Ich versteckte mich hinter einem knorrigen Baum der niemals dazu im Stande war mir genügend Schutz zu bieten. Ich sah wie sich Delwin und Kiran zunickten, scheinbar waren sie sich bei der Entscheidung mich aus dem Kampf rauszunehmen ausnahmsweise mal einig.
„Das dauert mir zu lange!" schimpfte Terra plötzlich und ich sah die grüne Aura die vor ihr über den Boden tanzte. Zunächst sah man nicht was sie tat, bis sich der Dampf endlich verzog und man sah das sie die Mäuler der Hydra mit Efeuranken zugeschnürt hatte.
„Putzt euch mal die Zähne ihr Mistviecher!" schrie Terra noch hinterher und ich konnte mir ein kichern nicht verkneifen, auch wenn wir uns in einer verdammt ernsten Situation befanden. Die Hydra währte sich mit aller Kraft gegen die Fesseln und ich sah Terra an das sie der Zauber viel Energie kostete. Ahila, Selene und Kiran machten sich bereit von der Luft aus anzugreifen und flogen um die Hydra herum. Es war schier unmöglich eine Stelle zu finden von der aus die Hydra einen nicht sah, irgendein Auge hatte einen immer im Blick und ich war mir sicher das eines der Köpfe auch mich sah. Der Goldene Kopf konnte sich als erstes von den Ranken befreien, indem sie ihr Maul soweit aufriss, das die Ranken einfach zerrissen wurden.
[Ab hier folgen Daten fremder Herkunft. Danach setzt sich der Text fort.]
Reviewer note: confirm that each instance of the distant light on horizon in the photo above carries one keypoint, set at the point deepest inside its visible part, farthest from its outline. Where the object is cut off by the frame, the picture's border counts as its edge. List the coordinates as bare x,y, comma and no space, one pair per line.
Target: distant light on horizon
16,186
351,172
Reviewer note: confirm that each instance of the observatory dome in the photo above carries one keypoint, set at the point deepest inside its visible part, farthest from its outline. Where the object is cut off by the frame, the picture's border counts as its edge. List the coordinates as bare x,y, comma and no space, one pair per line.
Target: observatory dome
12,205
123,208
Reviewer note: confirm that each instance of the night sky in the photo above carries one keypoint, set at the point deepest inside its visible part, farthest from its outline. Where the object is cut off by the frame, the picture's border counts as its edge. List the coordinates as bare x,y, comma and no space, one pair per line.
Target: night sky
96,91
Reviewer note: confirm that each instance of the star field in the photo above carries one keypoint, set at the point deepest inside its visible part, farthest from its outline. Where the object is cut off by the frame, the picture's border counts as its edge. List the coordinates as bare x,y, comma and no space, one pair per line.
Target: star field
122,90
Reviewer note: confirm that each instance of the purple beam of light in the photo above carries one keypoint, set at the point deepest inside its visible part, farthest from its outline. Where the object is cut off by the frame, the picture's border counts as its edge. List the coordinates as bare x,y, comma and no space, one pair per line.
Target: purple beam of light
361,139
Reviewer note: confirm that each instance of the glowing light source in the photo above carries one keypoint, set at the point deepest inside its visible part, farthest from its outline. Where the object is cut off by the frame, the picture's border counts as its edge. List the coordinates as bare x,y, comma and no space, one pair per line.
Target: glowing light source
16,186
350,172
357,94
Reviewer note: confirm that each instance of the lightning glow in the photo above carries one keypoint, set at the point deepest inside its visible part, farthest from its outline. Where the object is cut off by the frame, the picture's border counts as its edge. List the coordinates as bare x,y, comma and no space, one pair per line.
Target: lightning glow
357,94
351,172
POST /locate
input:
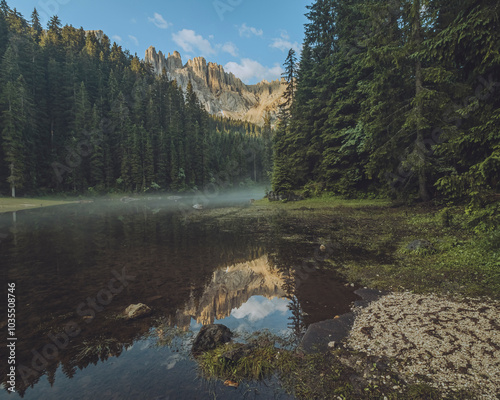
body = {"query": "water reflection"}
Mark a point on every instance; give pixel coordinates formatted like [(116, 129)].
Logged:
[(66, 261)]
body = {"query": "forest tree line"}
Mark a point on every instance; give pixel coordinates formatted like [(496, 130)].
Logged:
[(395, 97), (79, 114)]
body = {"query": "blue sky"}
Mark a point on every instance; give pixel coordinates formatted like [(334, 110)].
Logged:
[(248, 37)]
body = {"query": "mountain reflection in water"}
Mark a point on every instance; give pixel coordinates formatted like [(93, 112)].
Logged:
[(190, 271)]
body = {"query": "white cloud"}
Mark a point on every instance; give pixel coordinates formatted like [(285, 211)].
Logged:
[(248, 31), (257, 308), (284, 44), (248, 69), (189, 40), (230, 47), (159, 21), (134, 39)]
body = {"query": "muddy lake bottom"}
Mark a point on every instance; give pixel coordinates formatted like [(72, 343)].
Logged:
[(77, 267), (252, 267)]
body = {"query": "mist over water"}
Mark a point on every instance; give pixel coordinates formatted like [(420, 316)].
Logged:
[(192, 266)]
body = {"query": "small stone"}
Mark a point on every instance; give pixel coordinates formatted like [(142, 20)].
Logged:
[(137, 310)]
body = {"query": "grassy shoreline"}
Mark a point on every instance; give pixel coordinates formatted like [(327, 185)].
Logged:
[(370, 240), (9, 204)]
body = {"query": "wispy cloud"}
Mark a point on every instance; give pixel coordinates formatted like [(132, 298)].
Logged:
[(248, 31), (159, 21), (134, 39), (188, 40), (248, 69), (284, 44), (230, 47)]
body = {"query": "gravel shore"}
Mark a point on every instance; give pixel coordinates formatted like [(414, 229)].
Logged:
[(446, 344)]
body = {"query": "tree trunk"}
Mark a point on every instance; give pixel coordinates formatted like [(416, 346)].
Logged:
[(419, 143)]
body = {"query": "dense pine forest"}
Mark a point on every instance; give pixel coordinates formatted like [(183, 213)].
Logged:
[(81, 115), (395, 97)]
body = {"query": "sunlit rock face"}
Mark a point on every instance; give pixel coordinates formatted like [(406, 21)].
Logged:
[(220, 92), (229, 289)]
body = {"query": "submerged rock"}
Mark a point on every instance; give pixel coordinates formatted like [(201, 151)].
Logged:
[(211, 336), (137, 310)]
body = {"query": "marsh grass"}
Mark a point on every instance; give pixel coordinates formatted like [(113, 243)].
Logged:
[(9, 204)]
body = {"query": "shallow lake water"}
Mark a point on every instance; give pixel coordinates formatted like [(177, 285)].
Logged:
[(77, 267)]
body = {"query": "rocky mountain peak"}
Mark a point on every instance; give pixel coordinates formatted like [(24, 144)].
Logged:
[(221, 93)]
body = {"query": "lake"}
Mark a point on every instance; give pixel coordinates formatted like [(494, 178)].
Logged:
[(77, 268)]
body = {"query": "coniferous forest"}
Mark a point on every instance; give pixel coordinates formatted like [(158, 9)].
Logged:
[(395, 97), (81, 115)]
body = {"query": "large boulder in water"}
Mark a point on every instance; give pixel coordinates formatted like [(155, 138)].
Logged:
[(137, 310), (211, 336)]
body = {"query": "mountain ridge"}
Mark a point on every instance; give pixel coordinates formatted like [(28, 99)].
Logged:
[(220, 92)]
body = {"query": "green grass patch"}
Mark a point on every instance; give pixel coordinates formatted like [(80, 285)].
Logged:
[(9, 204)]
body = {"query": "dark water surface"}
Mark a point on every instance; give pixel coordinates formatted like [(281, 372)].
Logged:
[(77, 268)]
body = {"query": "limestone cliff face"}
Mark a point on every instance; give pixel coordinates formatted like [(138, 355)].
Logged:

„Ihr könnt mich nicht besiegen! Ich bin Unsterblich!" brüllte sie wütend los und verpasste Terra einen so heftigen hieb mit ihrem Schwanz, dass die gegen einen Baum geschleudert wurde und ein Stück Rinde dabei wegbrach.
„Terra!" schrie ich und rannt zu ihr. Sie verlor kurz das Bewusstsein und damit auch die Verbindung zu ihrem Zauber. Die Hydra wurde mit den Angriffen der anderen von mir und Terra abgelenkt, so dass ich ihr helfen konnte. Ich zog sie hinter einen der instabilen Bäume und versuchte sie wieder aufzuwecken. Im Hintergrund hörte ich das brüllen der Hydra und die Kampfgeräusche meiner Freunde.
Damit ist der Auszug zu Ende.